Lezen vóór de dienst

Vlak na de Reformatie was de voorlezer alweer in functie. De Dordtse kerkenraad besloot in 1578 „dat het stichtelijck waer, vóór de predicatie te lezen". Dat gebruik blijkt vrijwel overal te zijn gevolgd. In de tijd van de Republiek was overal een voorlezer die „enige capittelen" uit het Woord van God las, terwijl de gemeenteleden hun plaatsen innamen. Zo erg stichtelijk zal het dan niet zijn geweest... Lopende en pratende mannen en vrouwen, en een voorlezer die probeerde boven al dat rumoer uit te komen.

Het werk van de voorlezer stond dus ei- genlijk buiten de officiële dienst. Hij las enkele hoofdstukken, en dat had voornamelijk een paedagogische bedoeling: vele mensen konden immers zelf niet lezen! Maar het gelezen Schriftgedeelte had geen enkele relatie tot de tekst of de preek die daarna zou worden gehouden.

De voorlezer hoefde niet persé ambtsdrager te zijn. Weliswaar deden soms ouderlingen dienst, maar in de meeste gemeenten was de schoolmeester de aangewezen man, die dikwijls ook als voorzanger fungeerde. Want de orgels in de grote stadskerken mochten niet gebruikt worden voor begeleiding van de gemeentezang, alleen voor concerten. En op de dorpen zou het orgel pas in de 19e of 20e eeuw z'n intrede doen.

Geïntegreerd

In de loop van de 19e eeuw begon zich de gewoonte te ontwikkelen dat de predikant aan de voorlezer het hoofdstuk opgaf. Dat was dan in de regel het gedeelte waaruit de tekst was gekozen. En daarmee werd ook het optreden van de voorlezer een deel van de eredienst.

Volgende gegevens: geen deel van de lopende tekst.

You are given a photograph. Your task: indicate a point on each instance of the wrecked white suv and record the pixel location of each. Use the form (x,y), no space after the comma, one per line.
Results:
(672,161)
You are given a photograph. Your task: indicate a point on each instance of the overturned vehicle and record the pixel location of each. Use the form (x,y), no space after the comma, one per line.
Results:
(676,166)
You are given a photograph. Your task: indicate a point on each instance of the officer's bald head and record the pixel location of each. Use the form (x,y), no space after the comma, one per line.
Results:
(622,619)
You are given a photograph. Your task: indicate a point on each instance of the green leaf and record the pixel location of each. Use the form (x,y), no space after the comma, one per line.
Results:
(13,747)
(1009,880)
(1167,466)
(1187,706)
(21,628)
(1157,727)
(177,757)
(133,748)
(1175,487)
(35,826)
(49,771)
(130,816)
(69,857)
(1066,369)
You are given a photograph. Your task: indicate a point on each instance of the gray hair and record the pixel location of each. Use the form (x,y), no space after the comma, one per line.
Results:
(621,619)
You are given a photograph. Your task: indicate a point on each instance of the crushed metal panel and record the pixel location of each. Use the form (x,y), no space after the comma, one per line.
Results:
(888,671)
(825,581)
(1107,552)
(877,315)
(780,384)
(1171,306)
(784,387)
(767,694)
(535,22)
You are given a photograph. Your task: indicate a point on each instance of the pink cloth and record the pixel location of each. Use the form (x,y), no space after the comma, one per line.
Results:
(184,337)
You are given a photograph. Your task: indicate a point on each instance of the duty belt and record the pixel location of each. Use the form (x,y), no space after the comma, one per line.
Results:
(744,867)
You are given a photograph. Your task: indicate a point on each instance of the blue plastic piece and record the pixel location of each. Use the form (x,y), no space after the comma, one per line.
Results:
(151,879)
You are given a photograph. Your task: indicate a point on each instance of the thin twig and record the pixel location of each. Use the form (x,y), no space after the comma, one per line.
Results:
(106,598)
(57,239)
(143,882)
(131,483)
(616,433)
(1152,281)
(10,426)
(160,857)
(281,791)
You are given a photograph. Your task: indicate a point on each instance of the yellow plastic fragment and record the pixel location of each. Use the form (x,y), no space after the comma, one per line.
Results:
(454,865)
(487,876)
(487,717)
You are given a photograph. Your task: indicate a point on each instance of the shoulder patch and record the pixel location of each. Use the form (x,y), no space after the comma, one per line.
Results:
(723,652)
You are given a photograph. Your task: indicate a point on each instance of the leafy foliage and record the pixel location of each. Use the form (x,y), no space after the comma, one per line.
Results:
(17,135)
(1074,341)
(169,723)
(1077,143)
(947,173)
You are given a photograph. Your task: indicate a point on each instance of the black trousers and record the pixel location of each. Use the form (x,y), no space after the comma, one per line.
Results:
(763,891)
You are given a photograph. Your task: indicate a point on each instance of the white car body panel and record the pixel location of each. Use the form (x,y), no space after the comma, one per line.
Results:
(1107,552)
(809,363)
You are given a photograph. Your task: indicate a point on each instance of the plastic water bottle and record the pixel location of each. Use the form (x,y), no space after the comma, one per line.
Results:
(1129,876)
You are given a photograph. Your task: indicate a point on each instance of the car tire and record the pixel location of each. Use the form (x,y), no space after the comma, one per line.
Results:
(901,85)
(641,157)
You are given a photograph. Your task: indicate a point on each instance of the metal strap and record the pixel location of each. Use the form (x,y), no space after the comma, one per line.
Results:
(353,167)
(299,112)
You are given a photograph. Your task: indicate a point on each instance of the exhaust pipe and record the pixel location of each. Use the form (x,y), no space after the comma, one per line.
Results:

Overigens zag men in vele gevallen dit deel van de liturgie blijkbaar niet als ambtelijk werk. Want meestal trad het hoofd van de school, of iemand uit de gemeente die goed en duidelijk kon lezen, als voorlezer op. Rond de Tweede Wereldoorlog en daarna ging in vele gemeenten de predikant zelf de taak van de voorlezer overnemen. Er zijn nog enkele gemeenten waar het „instituut" voorlezer in stand gebleven is - zó weinig dat ze, denk ik, op de vingers van twee handen te tellen zijn. Maar voor zover ik weet zijn het dan ouderlingen die als voorlezer dienst doen.

Verhalen

Over voorlezers en hun werk zijn allerlei sterke verhalen in omloop. Of ze allemaal even waarheidsgetrouw zijn kan ik niet beoordelen. Zoals die voorlezer die met Ds Prins niet door één deur kon, en als eerste psalm opgaf: „Vest op prinsen geen betrouwen..." Of die andere, die op een Eerste Pinksterdag in de middagdienst opnieuw het volkenregister uit Handelingen 2 moest lezen, maar opzag tegen al die moeilijk namen, en toen zei: „En verder al die mensen van vanmorgen".

Niet-princïpiëel

Veranderingen in de gebruikelijke gang van zaken brengen meestal onrust in een gemeente teweeg. Ook het afschaffen van het instituut voorlezer viel hier en daar verkeerd, want „het was altijd zo geweest". Het is echter geen principiële kwestie wie de Schriftlezing verzorgt.

Wat mezelf betreft, ik ben dankbaar dat ik het meestal zelf mag doen, want als ik op de kansel sta wil ik beginnen, en het vooraf luisteren naar een ander verhoogt alleen de spanning. Maar het is nooit in mijn gedachten opgekomen wat een collega zat te denken toen hij de voorlezer bezig zag en hoorde: „Doe die man weg van voor mijn aangezicht".

Dit artikel werd u aangeboden door: https://www.hertog.nl

Deze tekst is geautomatiseerd gemaakt en kan nog fouten bevatten. Digibron werkt voortdurend aan correctie. Klik voor het origineel door naar de pdf. Voor opmerkingen, vragen, informatie: contact.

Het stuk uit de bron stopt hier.